Zaman zaman, böyle durumlar yaşadığımda; Kendime nasıl biri olmak istediğimi hatırlatıyorum. Kendi kurallarımı, kendi düşüncelerimi ve kendi sınırlarımı hatırlatıyorum. Aynı dertten muzdarip herkese de öneririm bunu.

Karşımdaki insanı tanıyamıyorum, neler yapabileceğini kestiremiyor ve güvenemiyorsam kendi çizgilerimin üzerinden geçiyorum. Nerede durmam gerektiğini hatırlatıyorum kendime. Olmayı dilediğim kişi olmak için çabalıyor, buna göre hareket ediyorum. Karşımdaki bu davranışlarımdan bir anlam çıkaramasa, söylemeye çalıştıklarımı anlayamasa bile bu şekilde davranmaya devam ediyorum.

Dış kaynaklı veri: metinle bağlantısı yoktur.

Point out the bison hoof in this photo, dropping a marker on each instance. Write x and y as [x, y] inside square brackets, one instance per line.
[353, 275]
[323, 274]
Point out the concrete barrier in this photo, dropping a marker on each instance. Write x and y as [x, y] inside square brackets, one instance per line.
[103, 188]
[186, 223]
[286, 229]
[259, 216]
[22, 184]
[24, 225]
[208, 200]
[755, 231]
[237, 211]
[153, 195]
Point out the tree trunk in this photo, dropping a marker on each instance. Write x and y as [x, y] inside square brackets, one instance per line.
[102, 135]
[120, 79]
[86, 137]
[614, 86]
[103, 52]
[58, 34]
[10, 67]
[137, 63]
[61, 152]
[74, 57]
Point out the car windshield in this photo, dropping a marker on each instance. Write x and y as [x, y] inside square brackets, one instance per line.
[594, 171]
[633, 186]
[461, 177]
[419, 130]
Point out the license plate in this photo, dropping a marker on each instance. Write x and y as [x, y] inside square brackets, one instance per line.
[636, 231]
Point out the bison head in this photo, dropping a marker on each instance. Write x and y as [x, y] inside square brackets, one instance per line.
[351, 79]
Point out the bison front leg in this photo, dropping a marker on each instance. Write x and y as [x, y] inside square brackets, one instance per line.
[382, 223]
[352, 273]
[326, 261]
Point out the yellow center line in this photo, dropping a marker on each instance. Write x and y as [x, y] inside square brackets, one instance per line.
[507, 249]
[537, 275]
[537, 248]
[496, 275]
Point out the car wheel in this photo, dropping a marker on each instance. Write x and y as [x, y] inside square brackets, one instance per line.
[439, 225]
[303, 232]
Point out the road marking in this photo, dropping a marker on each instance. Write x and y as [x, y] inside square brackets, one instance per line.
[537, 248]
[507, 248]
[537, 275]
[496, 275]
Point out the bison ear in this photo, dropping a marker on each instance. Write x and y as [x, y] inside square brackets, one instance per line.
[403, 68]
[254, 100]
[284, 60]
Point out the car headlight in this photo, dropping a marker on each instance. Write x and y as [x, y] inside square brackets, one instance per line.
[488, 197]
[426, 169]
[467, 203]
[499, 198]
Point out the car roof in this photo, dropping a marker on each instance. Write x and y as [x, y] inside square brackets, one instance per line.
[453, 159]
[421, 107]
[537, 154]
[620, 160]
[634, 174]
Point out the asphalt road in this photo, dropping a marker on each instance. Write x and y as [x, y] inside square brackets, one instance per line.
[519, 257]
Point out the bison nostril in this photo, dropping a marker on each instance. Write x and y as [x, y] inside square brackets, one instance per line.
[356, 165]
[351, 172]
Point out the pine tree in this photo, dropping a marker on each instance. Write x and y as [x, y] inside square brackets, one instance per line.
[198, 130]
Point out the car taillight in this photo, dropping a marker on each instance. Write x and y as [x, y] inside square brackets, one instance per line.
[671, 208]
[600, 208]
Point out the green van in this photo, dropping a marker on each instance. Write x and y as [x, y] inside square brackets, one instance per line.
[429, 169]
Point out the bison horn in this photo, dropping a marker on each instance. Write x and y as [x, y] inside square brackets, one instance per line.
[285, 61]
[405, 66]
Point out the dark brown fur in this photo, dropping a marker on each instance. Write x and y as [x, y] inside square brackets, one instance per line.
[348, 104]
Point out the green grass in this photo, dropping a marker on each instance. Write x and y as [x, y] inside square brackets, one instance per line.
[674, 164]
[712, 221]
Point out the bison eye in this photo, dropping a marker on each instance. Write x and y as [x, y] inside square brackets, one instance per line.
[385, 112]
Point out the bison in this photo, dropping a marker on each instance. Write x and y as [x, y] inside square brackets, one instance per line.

İnanın bana bir sorunla yüz yüze geldiğimizde çirkinleşmek, kabalaşmak, kibirli davranmak dünyanın en kolay şeyi. Belki karşınızda bu şekilde davranan biriyle, onun konuştuğu gibi konuşmak da yeterli bir davranış olabilir ama ya sonrası?

Gerçekten kavga ettiğiniz, tartışmaya girdiğiniz kişi gibi mi olmak istiyorsunuz?

Bunun sonrası çok daha karışık bir duygu durum yaratıyor. İnsanın inandığı değerlere sırtını bile bile dönmesi her şeyden daha kötü gibi.

Bu yüzden; üstüne alınabilecek herkes için söylüyorum:

Ben, istediğim kişi olma yolunda devam edeceğim, siz ne yapmak isterseniz yapabilirsiniz. Olur da bir gün çatışma yolunda karşı karşıya gelirsek, yine sizin gibi davranmayacağım.

Kendim gibi davranarak kaybetmeyi, sizin gibi davranarak kazanmaya tercih ederim.